Canada Desperately Needs a Revived TPP as NAFTA Talks Falter
Since there is now a clear and present danger that NAFTA talks will collapse, Canada must look for alternative trading partners. And on this front, there is good and important news
by John Ibbitson – the Globe & Mail
If things continue to go well, the 11 remaining members of the Trans-Pacific Partnership will commit to proceeding with the pact when leaders meet in Vietnam next month for the APEC summit, even though the United States is no longer part of the accord.
With the North American free-trade talks in disarray, a revived TPP is vital to Canada’s future trading interests. Canada badly needs this deal.
“TPP 11 reinforces the folly of Mr. Trump’s anti-globalist agenda”
As the Business Council of Canada declared in a letter to Trade Minister François-Philippe Champagne that has been obtained by The Globe and Mail, “the TPP 11 could be more beneficial to Canada than the original agreement.” That’s because Canada would have preferential access to Japan, the world’s third-largest economy, and other TPP markets, while the United States remained frozen out.
For example, as a recent report from the Canada West Foundation points out, ratifying the TPP would allow Canadian beef producers duty-free access to the Japanese market. American competitors would face a 50-per-cent tariff.
Canada would also have preferred access to important new markets, such as Malaysia and Vietnam. If Mexico also ratifies the TPP, as it surely will, the other two partners in NAFTA would be signalling to the United States that they remain committed to free and open trade, including with each other, even if the Americans do not.
Finally, the pact would be there, intact and functioning, ready for American accession, should President Donald Trump leave the stage and sanity return to that country’s political life.
TPP 11 reinforces the folly of Mr. Trump’s anti-globalist agenda. American businesses will be disadvantaged as other Pacific nations continue to lower barriers. And the ultimate beneficiary will be China.
As the Trudeau government mulls Chinese proposals to develop stronger trading ties, the arguments for saying no become steadily less compelling.
Yes, China is a strategic competitor to the West in the Pacific. Yes, its government is authoritarian and its state-owned enterprises murky and perhaps untrustworthy.
But what choice does Canada or any other U.S. ally have, given the Trump administration’s hostility to open trade? As Perrin Beatty, head of the Canadian Chamber of Commerce, observed in an interview: “If the United States is not prepared to deepen ties with its trading partners, then it leaves other nations with no choice but to pursue alternatives.”

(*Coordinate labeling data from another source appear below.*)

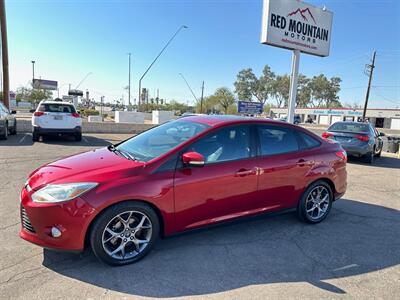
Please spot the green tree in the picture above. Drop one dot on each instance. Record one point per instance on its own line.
(248, 86)
(324, 92)
(280, 90)
(225, 98)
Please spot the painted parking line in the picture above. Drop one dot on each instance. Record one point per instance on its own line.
(346, 267)
(22, 139)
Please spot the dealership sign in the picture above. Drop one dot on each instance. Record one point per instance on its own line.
(45, 84)
(296, 25)
(252, 108)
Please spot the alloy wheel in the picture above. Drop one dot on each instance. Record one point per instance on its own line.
(317, 202)
(127, 235)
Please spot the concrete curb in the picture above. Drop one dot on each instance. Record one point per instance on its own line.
(24, 126)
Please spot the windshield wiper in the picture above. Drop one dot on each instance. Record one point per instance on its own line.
(122, 153)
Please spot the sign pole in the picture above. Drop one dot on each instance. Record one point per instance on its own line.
(293, 85)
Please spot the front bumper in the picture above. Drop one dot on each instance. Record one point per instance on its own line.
(49, 131)
(72, 218)
(357, 150)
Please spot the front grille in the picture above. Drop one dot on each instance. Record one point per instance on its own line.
(26, 223)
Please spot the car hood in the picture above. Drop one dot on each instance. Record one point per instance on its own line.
(98, 165)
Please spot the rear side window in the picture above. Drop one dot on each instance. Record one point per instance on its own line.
(63, 108)
(277, 140)
(350, 127)
(308, 141)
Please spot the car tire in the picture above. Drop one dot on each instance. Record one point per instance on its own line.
(35, 137)
(78, 137)
(309, 209)
(368, 158)
(4, 136)
(14, 130)
(128, 243)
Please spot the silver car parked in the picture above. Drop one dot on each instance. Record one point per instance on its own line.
(8, 123)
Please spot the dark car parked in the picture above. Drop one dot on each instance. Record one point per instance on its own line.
(8, 123)
(358, 139)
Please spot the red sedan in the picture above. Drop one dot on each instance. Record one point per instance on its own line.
(185, 174)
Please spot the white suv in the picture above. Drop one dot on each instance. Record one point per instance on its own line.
(56, 118)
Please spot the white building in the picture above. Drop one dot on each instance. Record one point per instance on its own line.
(381, 118)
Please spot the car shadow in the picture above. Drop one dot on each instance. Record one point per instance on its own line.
(356, 238)
(390, 162)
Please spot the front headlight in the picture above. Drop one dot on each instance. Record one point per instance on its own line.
(61, 192)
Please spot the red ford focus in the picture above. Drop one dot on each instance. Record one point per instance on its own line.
(185, 174)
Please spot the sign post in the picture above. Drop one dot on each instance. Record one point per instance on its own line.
(293, 85)
(297, 26)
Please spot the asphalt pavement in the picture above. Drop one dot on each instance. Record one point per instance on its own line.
(354, 253)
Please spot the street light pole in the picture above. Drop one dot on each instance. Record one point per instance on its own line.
(4, 56)
(189, 87)
(159, 54)
(33, 71)
(129, 82)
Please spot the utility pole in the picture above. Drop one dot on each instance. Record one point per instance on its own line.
(129, 82)
(159, 54)
(4, 52)
(369, 71)
(201, 99)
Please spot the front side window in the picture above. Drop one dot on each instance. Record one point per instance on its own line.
(226, 144)
(60, 108)
(161, 139)
(276, 140)
(350, 127)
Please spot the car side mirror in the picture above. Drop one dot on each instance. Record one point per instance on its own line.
(193, 159)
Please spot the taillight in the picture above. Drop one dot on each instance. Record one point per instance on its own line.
(363, 138)
(342, 155)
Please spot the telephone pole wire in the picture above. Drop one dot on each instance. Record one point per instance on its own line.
(370, 70)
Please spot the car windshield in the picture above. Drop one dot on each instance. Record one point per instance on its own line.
(161, 139)
(50, 107)
(350, 127)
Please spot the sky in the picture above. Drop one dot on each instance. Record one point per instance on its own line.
(69, 39)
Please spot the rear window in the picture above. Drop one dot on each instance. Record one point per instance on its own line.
(349, 127)
(64, 108)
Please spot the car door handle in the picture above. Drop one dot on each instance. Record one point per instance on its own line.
(302, 162)
(244, 172)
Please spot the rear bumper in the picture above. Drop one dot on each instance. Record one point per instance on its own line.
(357, 151)
(40, 130)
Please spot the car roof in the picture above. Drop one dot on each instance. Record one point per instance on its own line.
(352, 123)
(219, 120)
(57, 102)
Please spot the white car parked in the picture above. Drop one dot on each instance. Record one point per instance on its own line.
(56, 118)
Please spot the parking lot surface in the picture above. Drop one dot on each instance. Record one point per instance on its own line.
(354, 253)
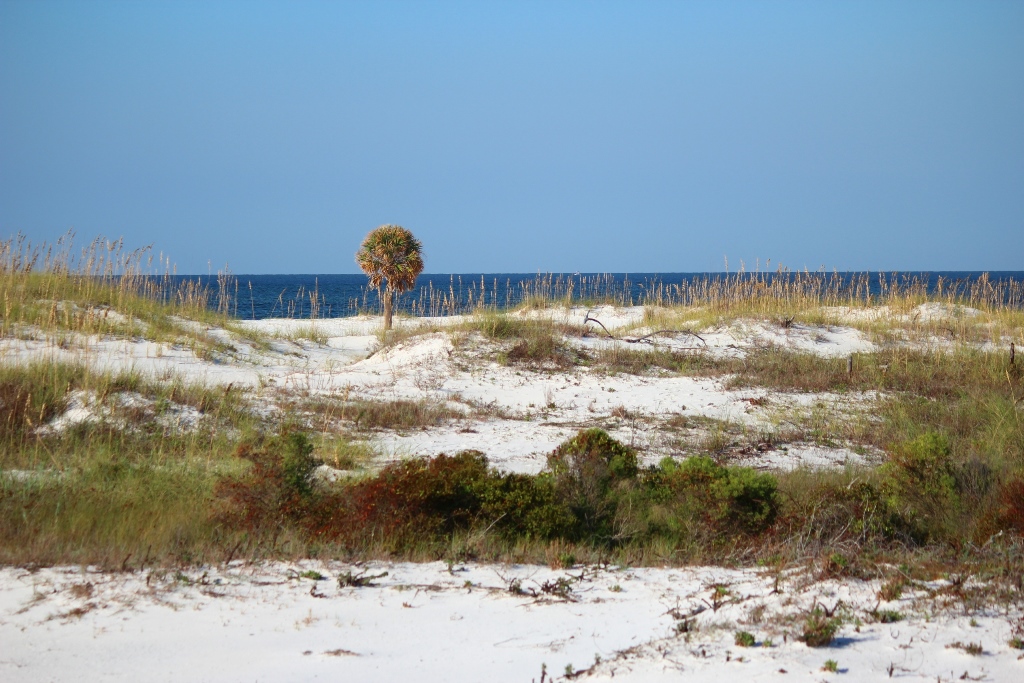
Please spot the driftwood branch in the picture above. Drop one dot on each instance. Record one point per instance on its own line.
(637, 340)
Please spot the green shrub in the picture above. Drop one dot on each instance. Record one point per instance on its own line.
(920, 483)
(297, 463)
(590, 472)
(525, 506)
(732, 499)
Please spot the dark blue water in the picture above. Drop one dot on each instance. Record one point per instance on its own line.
(341, 295)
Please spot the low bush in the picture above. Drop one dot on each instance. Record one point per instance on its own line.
(733, 500)
(590, 471)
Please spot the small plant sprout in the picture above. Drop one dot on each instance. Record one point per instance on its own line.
(744, 639)
(819, 628)
(973, 649)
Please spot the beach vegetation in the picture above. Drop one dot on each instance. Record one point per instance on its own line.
(392, 258)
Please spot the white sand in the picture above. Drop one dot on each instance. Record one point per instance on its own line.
(423, 623)
(518, 415)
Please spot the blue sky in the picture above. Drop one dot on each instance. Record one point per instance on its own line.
(521, 136)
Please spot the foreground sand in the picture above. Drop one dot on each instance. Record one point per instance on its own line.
(435, 623)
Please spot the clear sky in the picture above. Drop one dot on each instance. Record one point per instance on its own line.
(520, 136)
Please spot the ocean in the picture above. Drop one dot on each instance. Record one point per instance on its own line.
(261, 296)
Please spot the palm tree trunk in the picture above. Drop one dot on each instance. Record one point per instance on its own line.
(388, 302)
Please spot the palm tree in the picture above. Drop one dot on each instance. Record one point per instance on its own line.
(390, 255)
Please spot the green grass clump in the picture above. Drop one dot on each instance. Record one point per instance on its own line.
(744, 639)
(819, 628)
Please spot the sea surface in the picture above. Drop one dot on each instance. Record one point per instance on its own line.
(261, 296)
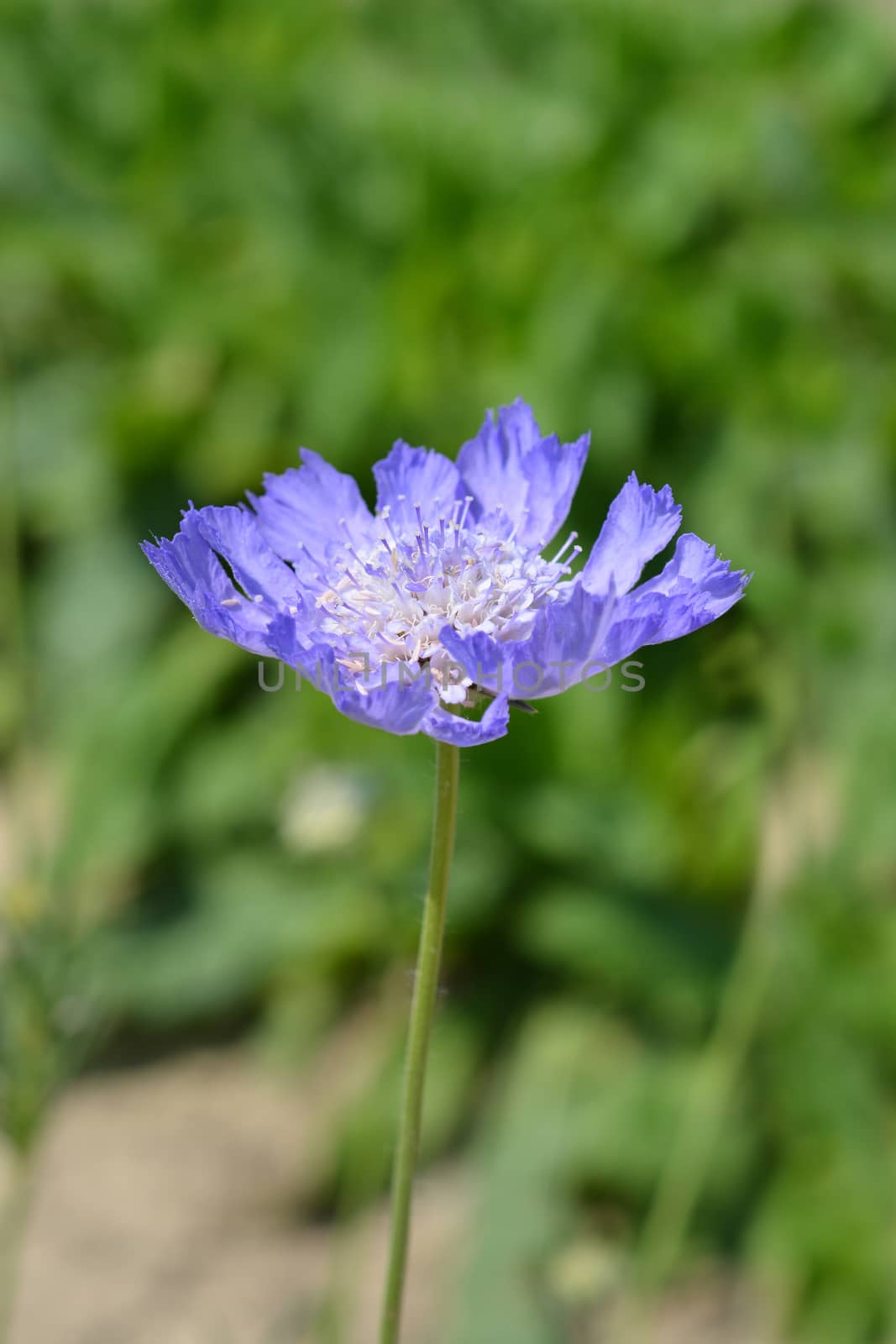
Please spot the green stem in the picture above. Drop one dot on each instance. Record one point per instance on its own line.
(422, 1010)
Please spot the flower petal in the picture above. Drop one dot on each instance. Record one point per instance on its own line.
(311, 508)
(567, 636)
(640, 523)
(234, 534)
(694, 589)
(512, 470)
(411, 476)
(401, 706)
(192, 570)
(465, 732)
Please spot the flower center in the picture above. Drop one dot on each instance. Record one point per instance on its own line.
(392, 601)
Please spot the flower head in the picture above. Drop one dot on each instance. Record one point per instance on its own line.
(443, 597)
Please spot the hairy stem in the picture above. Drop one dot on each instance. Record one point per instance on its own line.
(422, 1011)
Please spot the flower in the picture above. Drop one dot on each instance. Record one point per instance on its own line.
(441, 600)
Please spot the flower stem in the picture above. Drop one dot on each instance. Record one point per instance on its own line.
(422, 1010)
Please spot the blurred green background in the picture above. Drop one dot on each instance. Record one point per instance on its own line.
(669, 1030)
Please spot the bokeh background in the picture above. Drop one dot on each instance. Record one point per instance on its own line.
(665, 1063)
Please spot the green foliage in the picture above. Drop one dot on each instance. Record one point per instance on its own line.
(230, 228)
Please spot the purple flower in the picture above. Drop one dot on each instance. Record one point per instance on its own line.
(441, 600)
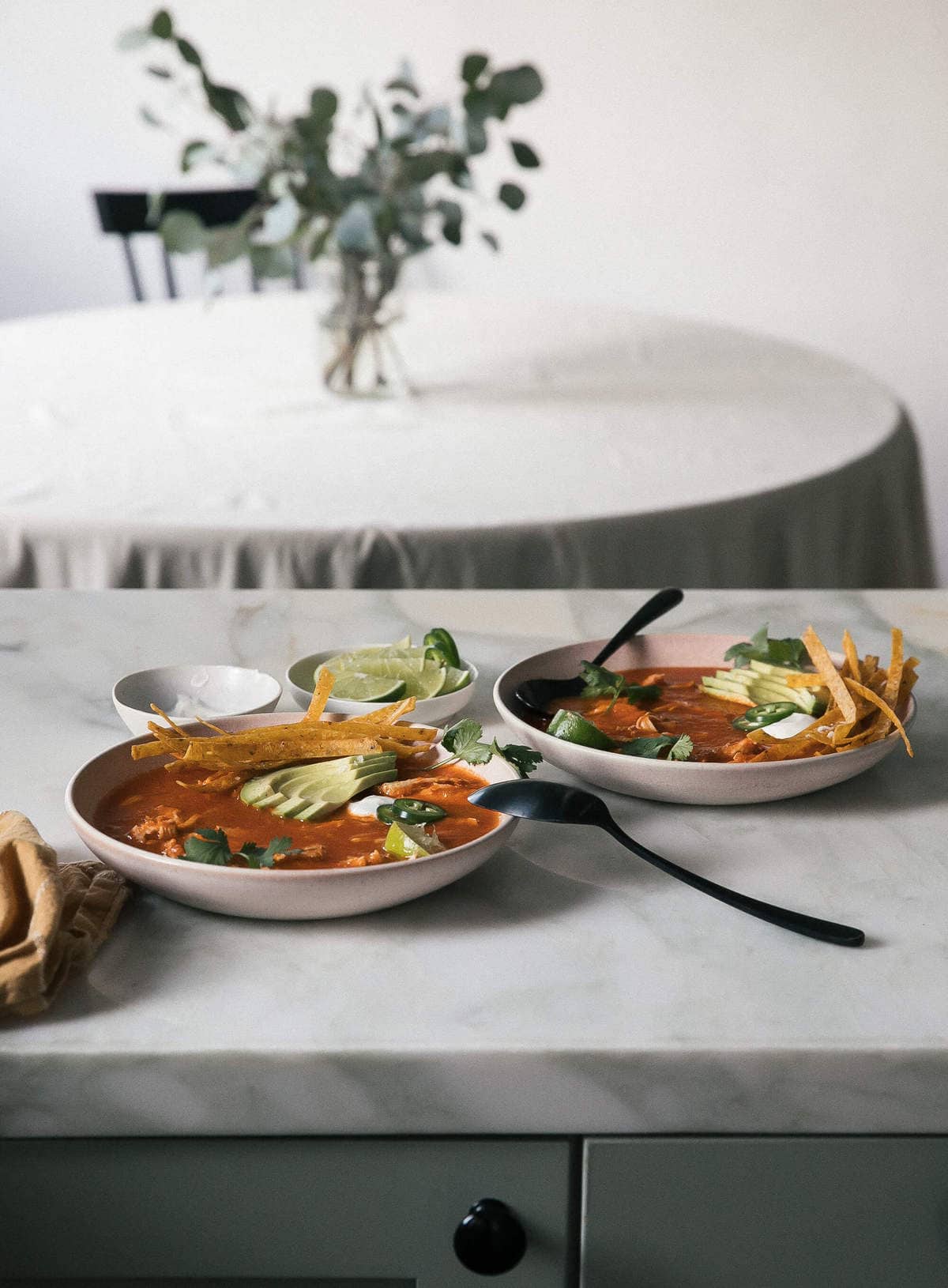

With the TPP ratified, Canada will be in a stronger position if and when it begins trade talks with China next year. Don’t forget: The original purpose of the TPP was to create a trading block that would contain China – and perhaps, one day, draw China in – preserving American power in the Pacific.
Mr. Trump foolishly threw away that advantage by withdrawing the United States from the TPP. But it remains in the interest of Pacific nations to band together in mutual self-interest.
Let’s be clear: The TPP is no substitute for NAFTA. The end of continental free trade in North America would be calamitous for this country, disrupting supply chains and undermining private-sector investment. No European or Asian trade agreement can substitute for unfettered access to the world’s largest economy.
And the forces that produced Trumpism – and Brexit, and the rise of nativism in continental Europe – must be addressed. Income inequality in a knowledge economy is pernicious, fostering racial and class tensions and undermining democratic pillars.
But it remains worthwhile for Canada and the 10 other members of the TPP – Australia, Brunei, Chile, Japan, Malaysia, Mexico, New Zealand, Peru, Singapore and Vietnam – to hang together, hoping the Americans will eventually join, hoping China and India will one day join as well, hoping that the Pacific and Atlantic trading zones one day merge into a new global trading agreement.
Right now, this is a distant hope. But until the globalization momentum resumes, the TPP is all we’ve got.